ハルフォード領へ来た頃、彼女は利益と人の暮らしを同時に見ていた。
今も変わらない。
「ただし、同盟の荷車を王家へ売る者には貸さない。基金も使わせない。取引は自由、支援も自由」
商人たちが互いを見る。
加入すれば危険を負う。
入らなくても、孤立するかもしれない。
簡単な決断ではない。
「俺は入る」
最初に手を上げたのは、塩を扱う商人だった。
「王都へ全部持っていかれたら、地方で死人が出る」
「私は条件付きで」
布商人が続く。
「市民向けの注文は止めない。

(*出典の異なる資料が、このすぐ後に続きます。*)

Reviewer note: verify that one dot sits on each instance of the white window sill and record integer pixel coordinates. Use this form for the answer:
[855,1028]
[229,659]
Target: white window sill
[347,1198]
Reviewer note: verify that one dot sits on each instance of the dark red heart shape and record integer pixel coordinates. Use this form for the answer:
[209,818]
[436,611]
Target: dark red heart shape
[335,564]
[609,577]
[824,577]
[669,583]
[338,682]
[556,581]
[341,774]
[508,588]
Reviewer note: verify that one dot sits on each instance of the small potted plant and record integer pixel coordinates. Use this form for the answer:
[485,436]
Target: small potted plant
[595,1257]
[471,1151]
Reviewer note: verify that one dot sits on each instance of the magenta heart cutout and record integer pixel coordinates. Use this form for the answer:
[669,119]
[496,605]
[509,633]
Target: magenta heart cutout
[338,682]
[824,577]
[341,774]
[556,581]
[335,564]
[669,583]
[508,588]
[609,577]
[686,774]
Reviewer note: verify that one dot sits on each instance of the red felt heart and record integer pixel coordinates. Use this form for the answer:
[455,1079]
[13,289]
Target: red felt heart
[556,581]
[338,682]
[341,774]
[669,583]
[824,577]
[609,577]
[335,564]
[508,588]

それを守るなら」
「文書へ書くわ」
「共同基金へ入れる金は少ない」
「荷車一台でもいい」
次々に声が上がる。
全員ではない。
三人は参加を断り、会館を出た。
アニエスは止めなかった。
残った者たちは契約書へ署名する。
商人同盟が成立した。
外へ出ると、荷車の行き先を書いた木札が付け替えられていた。
『王宮倉庫』の札が外される。
『北の避難所』
『東の村』
『王都市民市場』
生活へ向かう名前に変わっていく。
荷運びの少年が、俺へ聞いた。
「これも戦いですか」
「たぶん」
「剣がないのに?」
「荷車が止まると、軍も止まります」
「じゃあ、俺も兵士?」
少し考える。
「兵士ではありません」
アニエスが横から答えた。
「商人の手伝いよ。誇っていい仕事だけど、兵士にしなくていい」
少年はうなずき、次の札を運んだ。
誰もが戦士になる必要はない。
それぞれの仕事で、何へ協力しないかを選べる。
夕方、王都へ向かう大きな街道から、王家の軍需荷車が消えた。
代わりに、小さな荷車が村々へ散っていく。
剣を交えずに、王家の手から物流が離れ始めていた。